Danke und allen weiterhin allen viel Glück.
@Pilot wir haben uns gestern um eine Std verfehlt...

Bin nochmal ab Samstag 10Nächte auf Tour,voriges Jahr zu der Zeit gabs super Aale.Naja dieses Jahr siehts bei mir auf jeden Fall ganz anders aus,nimmt in der Fangstatistik einen der schlechtesten Plätze ein(auf Aal bezogen).  

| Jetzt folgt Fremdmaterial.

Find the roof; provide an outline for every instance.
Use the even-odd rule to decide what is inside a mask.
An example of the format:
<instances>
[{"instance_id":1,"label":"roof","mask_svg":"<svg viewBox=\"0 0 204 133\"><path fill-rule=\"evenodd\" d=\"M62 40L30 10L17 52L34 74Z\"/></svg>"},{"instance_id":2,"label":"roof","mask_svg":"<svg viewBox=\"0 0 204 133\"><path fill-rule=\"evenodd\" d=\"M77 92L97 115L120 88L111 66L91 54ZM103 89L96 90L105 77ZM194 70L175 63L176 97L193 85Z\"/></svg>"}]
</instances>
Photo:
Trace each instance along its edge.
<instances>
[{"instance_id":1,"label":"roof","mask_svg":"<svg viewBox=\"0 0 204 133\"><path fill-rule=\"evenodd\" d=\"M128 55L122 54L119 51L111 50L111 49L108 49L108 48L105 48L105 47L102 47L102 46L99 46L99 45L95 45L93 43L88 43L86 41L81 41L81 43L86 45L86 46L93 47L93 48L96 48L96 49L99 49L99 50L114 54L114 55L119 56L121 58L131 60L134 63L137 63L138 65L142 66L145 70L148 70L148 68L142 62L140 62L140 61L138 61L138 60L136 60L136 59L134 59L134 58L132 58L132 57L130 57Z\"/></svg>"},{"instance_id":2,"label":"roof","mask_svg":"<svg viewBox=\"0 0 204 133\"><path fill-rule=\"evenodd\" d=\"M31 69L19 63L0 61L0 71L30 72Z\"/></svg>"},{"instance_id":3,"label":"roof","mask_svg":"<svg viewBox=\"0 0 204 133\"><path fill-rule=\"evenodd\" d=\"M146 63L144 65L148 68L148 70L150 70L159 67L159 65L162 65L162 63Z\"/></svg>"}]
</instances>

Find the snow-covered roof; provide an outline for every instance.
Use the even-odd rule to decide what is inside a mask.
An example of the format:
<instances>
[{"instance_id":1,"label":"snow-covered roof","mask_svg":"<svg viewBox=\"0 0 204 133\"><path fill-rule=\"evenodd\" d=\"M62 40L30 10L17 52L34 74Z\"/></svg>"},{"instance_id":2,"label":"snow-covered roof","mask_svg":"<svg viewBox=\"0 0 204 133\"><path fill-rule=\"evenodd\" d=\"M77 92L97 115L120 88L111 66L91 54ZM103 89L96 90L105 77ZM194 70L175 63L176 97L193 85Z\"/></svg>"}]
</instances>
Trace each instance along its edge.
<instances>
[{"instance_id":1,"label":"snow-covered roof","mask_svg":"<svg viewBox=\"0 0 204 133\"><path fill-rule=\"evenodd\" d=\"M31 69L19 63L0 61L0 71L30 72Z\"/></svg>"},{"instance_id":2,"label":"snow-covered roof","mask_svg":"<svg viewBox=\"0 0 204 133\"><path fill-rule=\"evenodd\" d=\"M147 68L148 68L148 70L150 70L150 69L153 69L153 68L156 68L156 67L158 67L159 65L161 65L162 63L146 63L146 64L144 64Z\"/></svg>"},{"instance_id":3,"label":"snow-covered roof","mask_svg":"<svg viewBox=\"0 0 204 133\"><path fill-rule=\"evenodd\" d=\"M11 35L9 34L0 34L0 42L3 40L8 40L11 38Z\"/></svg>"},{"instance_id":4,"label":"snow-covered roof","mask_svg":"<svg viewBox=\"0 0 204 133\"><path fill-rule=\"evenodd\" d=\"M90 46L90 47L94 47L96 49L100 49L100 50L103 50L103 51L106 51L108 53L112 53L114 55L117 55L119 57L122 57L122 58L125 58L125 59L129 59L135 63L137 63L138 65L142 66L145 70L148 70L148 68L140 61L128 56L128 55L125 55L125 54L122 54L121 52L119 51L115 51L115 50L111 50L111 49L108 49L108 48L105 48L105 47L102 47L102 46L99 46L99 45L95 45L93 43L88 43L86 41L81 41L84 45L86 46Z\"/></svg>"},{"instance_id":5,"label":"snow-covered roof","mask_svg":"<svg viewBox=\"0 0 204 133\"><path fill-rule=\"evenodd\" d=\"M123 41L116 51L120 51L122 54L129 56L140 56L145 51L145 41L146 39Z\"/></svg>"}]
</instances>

Aber ich werde alles geben.
Letzte Nacht an einem kl.See der Müritzfischer ,brachte einen 64er Aal auf Köderfisch.Die hatten keine Lust,insgesamt noch2Bisse auf Köfi versemmelt und einen Abriss,
Mein U-Kescher lag 10m von mir entfernt#q
Das schlimmste aber war, es gab Ratten an der Angelstelle und das nicht wenig.Es gibt kaum etwas, wo vor ich mich ekel ,aber das war mir zuviel.Die waren ständig um mich.
Wäre am liebsten abgehauen,aber meine Familie schlief im warmen Auto.So musste ich die Nacht wohl oder übel ,mit Steinen und Hölzern bewaffnet halb stehend und sitzend, ab und zu Geräusche von mir gebend,an der Stelle verbringen.
Bin heute völlig im Arsch und hoffe hab kein Trauma.....


----------



## Gone Fishing (3. September 2018)

*AW: Aalfänge 2018*

@inextremo6:
Danke, aber ich meinte Landschafts- und Gewässerfotos.


----------



## inextremo6 (18. September 2018)

*AW: Aalfänge 2018*

Kurze Rueckmeldung nach 7Nächten an einem der Mecklenburger Großseen und meinem Stammgewässer.
Ich sage nur: NÜSCHT,auf jeden Fall kein Aal.
Habe alles probiert,im Tiefen,im Flachen ,zwischen Massen von Kleinfischen,im Kraut und mit sämtlichen Ködern.So etwas habe ich noch nie erlebt.Was ist bloss los und das zur besten Aalzeit und besten Bedingungen??? Habe vorzeitig und völlig frustriert abgebrochen.Nächster versuch in 2 Wochen.
Dieses Jahr wird höchst wahrscheinlich meine schlechteste Aalsaison, sofern ich nicht noch 9 Aale fange.Aber aufgeben werde ich erst Ende Oktober.


----------



## phobos (19. September 2018)

*AW: Aalfänge 2018*

bei mir ist auch seit fast 4 wochen nix mehr los #c


----------



## börnie (20. September 2018)

*AW: Aalfänge 2018*



inextremo6 schrieb:


> Kurze Rueckmeldung nach 7Nächten an einem der Mecklenburger Großseen und meinem Stammgewässer.
> Ich sage nur: NÜSCHT,auf jeden Fall kein Aal.
> Habe alles probiert,im Tiefen,im Flachen ,zwischen Massen von Kleinfischen,im Kraut und mit sämtlichen Ködern.So etwas habe ich noch nie erlebt.Was ist bloss los und das zur besten Aalzeit und besten Bedingungen??? Habe vorzeitig und völlig frustriert abgebrochen.Nächster versuch in 2 Wochen.
> Dieses Jahr wird höchst wahrscheinlich meine schlechteste Aalsaison, sofern ich nicht noch 9 Aale fange.Aber aufgeben werde ich erst Ende Oktober.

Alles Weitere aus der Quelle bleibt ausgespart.